Skip site navigation (1)Skip section navigation (2)
Date:      Wed, 5 Nov 2008 02:16:25 -0800
From:      Jeremy Chadwick <koitsu@FreeBSD.org>
To:        Ian Smith <smithi@nimnet.asn.au>
Cc:        questions@FreeBSD.org
Subject:   Re: Apache environment variables - logical AND
Message-ID:  <20081105101625.GA6494@icarus.home.lan>
In-Reply-To: <20081105194002.N70117@sola.nimnet.asn.au>
References:  <20081105170631.O70117@sola.nimnet.asn.au> <20081105072752.GA4079@icarus.home.lan> <20081105194002.N70117@sola.nimnet.asn.au>

next in thread | previous in thread | raw e-mail | index | archive | help
On Wed, Nov 05, 2008 at 08:24:16PM +1100, Ian Smith wrote:
> On Tue, 4 Nov 2008, Jeremy Chadwick wrote:
>  > On Wed, Nov 05, 2008 at 05:33:45PM +1100, Ian Smith wrote:
>  > > I know this isn't FreeBSD specific - but I am, so crave your indulgence.
>  > > 
>  > > Running Apache 1.3.27, using a fairly extensive access.conf to beat off 
>  > > the most rapacious robots and such, using mostly BrowserMatch[NoCase] 
>  > > and SetEnvIf to moderate access to several virtual hosts.  No problem.
>  > > 
>  > > OR conditions are of course straighforward:
>  > > 
>  > >   SetEnvIf <condition1> somevar
>  > >   SetEnvIf <condition2> somevar
>  > >   SetEnvIf <exception1> !somevar
>  > > 
>  > > What I can't figure out is how to set a variable3 if and only if both 
>  > > variable1 AND variable2 are set.  Eg:
>  > > 
>  > >   SetEnvIf Referer "^$" no_referer
>  > >   SetEnvIf User-Agent "^$" no_browser
>  > > 
>  > > I want the equivalent for this (invalid and totally fanciful) match: 
>  > > 
>  > >   SetEnvIf (no_browser AND no_referer) go_away
>  > 
>  > Sounds like a job for mod_rewrite.  The SetEnvIf stuff is such a hack.
> 
> It may be a hack, but I've found it an extremely useful one so far.
>
>  > This is what we use on our production servers (snipped to keep it
>  > short):
>  > 
>  > RewriteEngine on
>  > RewriteCond %{HTTP_REFERER} ^XXXX:                      [OR]
>  > RewriteCond %{HTTP_REFERER} ^http://forums.somethingawful.com/  [OR]
>  > RewriteCond %{HTTP_REFERER} ^http://forums.fark.com/    [OR]
>  > RewriteCond %{HTTP_USER_AGENT} ^Alexibot                [OR]
>  > RewriteCond %{HTTP_USER_AGENT} ^asterias                [OR]
>  > RewriteCond %{HTTP_USER_AGENT} ^BackDoorBot             [OR]
>  > RewriteCond %{HTTP_USER_AGENT} ^Black.Hole              [NC,OR]
>  > RewriteCond %{HTTP_USER_AGENT} ^WWWOFFLE                [OR]
>  > RewriteCond %{HTTP_USER_AGENT} ^Xaldon.WebSpider
>  > RewriteRule ^.* - [F,L]
>  > 
>  > You need to keep something in mind however: blocking by user agent is
>  > basically worthless these days.  Most "leeching" tools now let you
>  > spoof the user agent to show up as Internet Explorer, essentially
>  > defeating the checks.
> 
> While that's true, I've found most of the more troublesome robots are 
> too proud of their 'brand' to spoof user agent, and those that do are a) 
> often consistent enough in their Remote_Addr to exclude by subnet and/or 
> b) often make obvious errors in spoofed User_Agent strings .. especially 
> those pretending to be some variant of MSIE :)

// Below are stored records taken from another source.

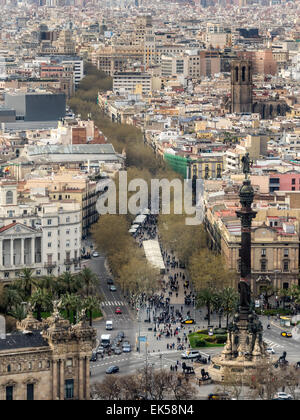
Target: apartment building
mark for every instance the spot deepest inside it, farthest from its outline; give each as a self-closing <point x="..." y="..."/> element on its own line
<point x="38" y="234"/>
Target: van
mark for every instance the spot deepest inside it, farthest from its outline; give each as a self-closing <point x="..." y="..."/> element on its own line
<point x="190" y="354"/>
<point x="109" y="325"/>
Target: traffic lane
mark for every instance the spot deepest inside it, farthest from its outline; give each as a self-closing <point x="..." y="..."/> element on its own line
<point x="132" y="364"/>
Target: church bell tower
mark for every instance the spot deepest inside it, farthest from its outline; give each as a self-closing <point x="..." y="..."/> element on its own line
<point x="241" y="86"/>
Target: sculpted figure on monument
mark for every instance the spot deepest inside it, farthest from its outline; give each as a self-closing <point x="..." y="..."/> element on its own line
<point x="246" y="164"/>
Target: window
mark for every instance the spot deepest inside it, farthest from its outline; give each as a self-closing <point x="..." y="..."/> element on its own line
<point x="263" y="265"/>
<point x="9" y="197"/>
<point x="69" y="389"/>
<point x="69" y="362"/>
<point x="30" y="392"/>
<point x="9" y="393"/>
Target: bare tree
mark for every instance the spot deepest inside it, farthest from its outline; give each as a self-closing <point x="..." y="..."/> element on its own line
<point x="108" y="389"/>
<point x="232" y="384"/>
<point x="265" y="381"/>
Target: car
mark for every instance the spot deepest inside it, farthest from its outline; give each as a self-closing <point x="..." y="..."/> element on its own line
<point x="286" y="334"/>
<point x="112" y="369"/>
<point x="219" y="396"/>
<point x="283" y="396"/>
<point x="94" y="357"/>
<point x="100" y="350"/>
<point x="190" y="354"/>
<point x="188" y="321"/>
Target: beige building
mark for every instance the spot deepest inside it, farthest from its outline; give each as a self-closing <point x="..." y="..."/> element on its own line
<point x="47" y="361"/>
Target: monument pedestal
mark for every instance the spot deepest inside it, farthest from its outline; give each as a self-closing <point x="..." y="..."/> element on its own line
<point x="244" y="349"/>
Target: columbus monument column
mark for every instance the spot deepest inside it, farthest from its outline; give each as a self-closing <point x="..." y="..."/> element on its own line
<point x="244" y="348"/>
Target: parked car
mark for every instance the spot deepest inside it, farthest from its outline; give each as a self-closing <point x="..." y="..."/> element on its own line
<point x="188" y="321"/>
<point x="127" y="349"/>
<point x="94" y="357"/>
<point x="190" y="354"/>
<point x="286" y="334"/>
<point x="219" y="396"/>
<point x="283" y="396"/>
<point x="100" y="350"/>
<point x="112" y="369"/>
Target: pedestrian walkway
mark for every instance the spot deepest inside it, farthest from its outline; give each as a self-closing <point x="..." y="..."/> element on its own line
<point x="113" y="303"/>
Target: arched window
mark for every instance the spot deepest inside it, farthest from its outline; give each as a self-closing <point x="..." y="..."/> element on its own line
<point x="243" y="74"/>
<point x="9" y="197"/>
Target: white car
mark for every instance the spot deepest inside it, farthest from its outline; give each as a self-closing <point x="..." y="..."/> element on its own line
<point x="283" y="396"/>
<point x="190" y="354"/>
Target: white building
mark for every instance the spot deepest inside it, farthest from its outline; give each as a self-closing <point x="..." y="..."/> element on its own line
<point x="38" y="234"/>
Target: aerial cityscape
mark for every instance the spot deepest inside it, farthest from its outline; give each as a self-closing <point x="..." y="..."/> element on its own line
<point x="150" y="202"/>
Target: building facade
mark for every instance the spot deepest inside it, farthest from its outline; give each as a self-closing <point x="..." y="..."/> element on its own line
<point x="46" y="361"/>
<point x="42" y="235"/>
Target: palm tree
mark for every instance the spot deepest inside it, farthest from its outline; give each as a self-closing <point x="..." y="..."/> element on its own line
<point x="26" y="282"/>
<point x="41" y="300"/>
<point x="11" y="298"/>
<point x="19" y="312"/>
<point x="72" y="302"/>
<point x="206" y="297"/>
<point x="89" y="280"/>
<point x="90" y="304"/>
<point x="47" y="283"/>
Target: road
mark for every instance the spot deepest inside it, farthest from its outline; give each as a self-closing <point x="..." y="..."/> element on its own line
<point x="158" y="355"/>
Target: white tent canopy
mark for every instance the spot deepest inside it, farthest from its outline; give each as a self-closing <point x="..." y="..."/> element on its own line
<point x="132" y="230"/>
<point x="153" y="254"/>
<point x="140" y="219"/>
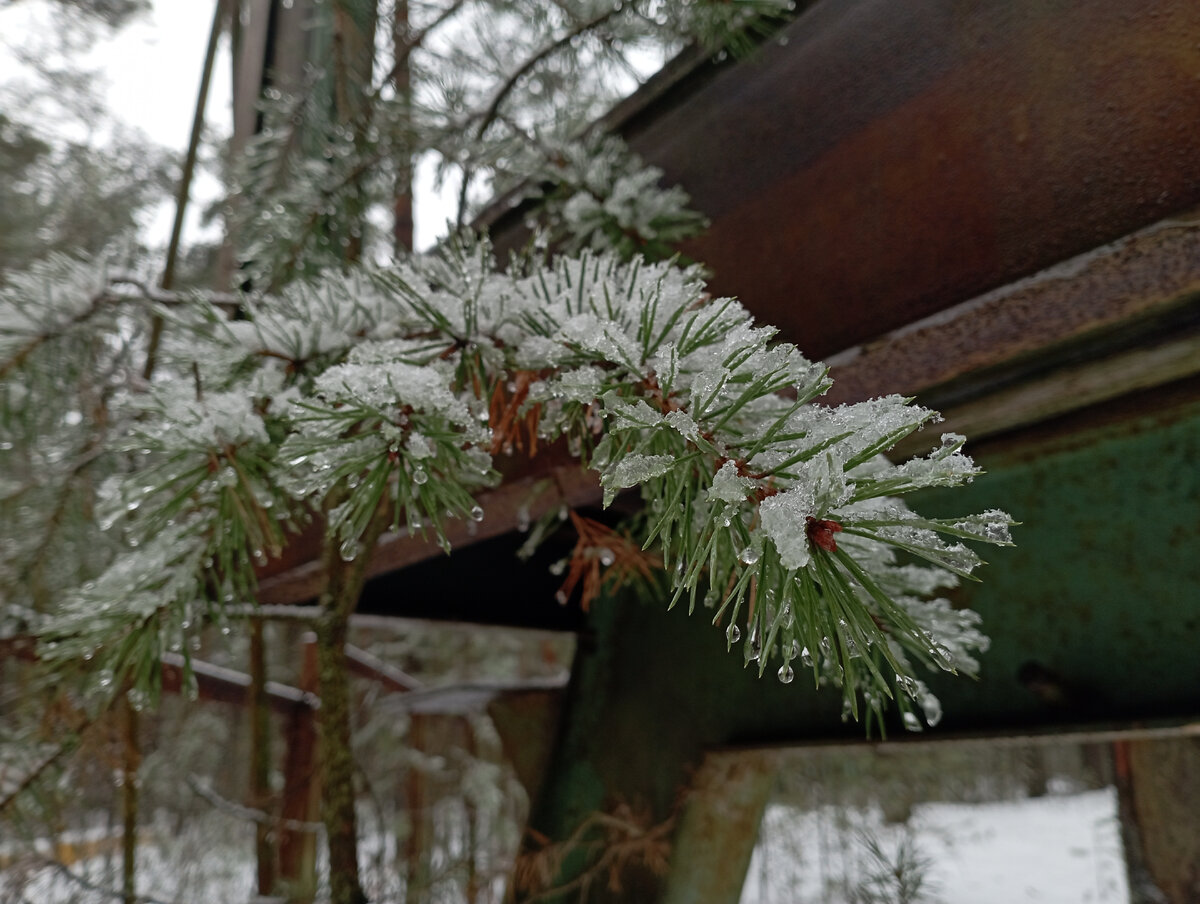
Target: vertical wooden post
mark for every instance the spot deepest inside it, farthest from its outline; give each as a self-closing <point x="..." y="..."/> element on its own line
<point x="261" y="758"/>
<point x="1164" y="779"/>
<point x="402" y="202"/>
<point x="131" y="759"/>
<point x="298" y="849"/>
<point x="719" y="830"/>
<point x="417" y="806"/>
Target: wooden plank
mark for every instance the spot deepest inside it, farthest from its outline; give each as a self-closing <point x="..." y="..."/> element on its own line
<point x="719" y="830"/>
<point x="1119" y="293"/>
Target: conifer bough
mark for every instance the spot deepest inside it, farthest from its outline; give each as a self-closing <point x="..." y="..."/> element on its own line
<point x="372" y="396"/>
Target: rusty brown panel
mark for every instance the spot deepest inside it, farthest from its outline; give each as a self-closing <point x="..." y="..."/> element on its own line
<point x="1132" y="286"/>
<point x="892" y="159"/>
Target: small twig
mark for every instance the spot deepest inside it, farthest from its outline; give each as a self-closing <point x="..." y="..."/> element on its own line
<point x="97" y="888"/>
<point x="515" y="78"/>
<point x="415" y="41"/>
<point x="250" y="813"/>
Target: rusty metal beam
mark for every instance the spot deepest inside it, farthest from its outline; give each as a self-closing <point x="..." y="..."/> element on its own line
<point x="880" y="162"/>
<point x="1119" y="294"/>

I haven't found this to be true at all, and I've been doing web hosting
since 1993.  In the past 2-3 years, the amount of leeching tools which
spoof their User-Agent has increased dramatically.

But step back for a moment and look at it from a usability perspective,
because this is what really happens.

A user tries to leech a site you host, using FruitBatLeecher, which your
Apache server blocks based on User-Agent.  The user has no idea why the
leech program doesn't work.  Does the user simply give up his quest?
Absolutely not -- the user then goes and finds BobsBandwidthZilla which
pretends to be Internet Explorer, Firefox, or lynx, and downloads the
site.

Now, if you're trying to block robots/scrapers which aren't honouring
robots.txt, oh yes, that almost always works, because those rarely spoof
their User-Agent (I think to date I've only seen one site which did
that, and it was some Russian search engine).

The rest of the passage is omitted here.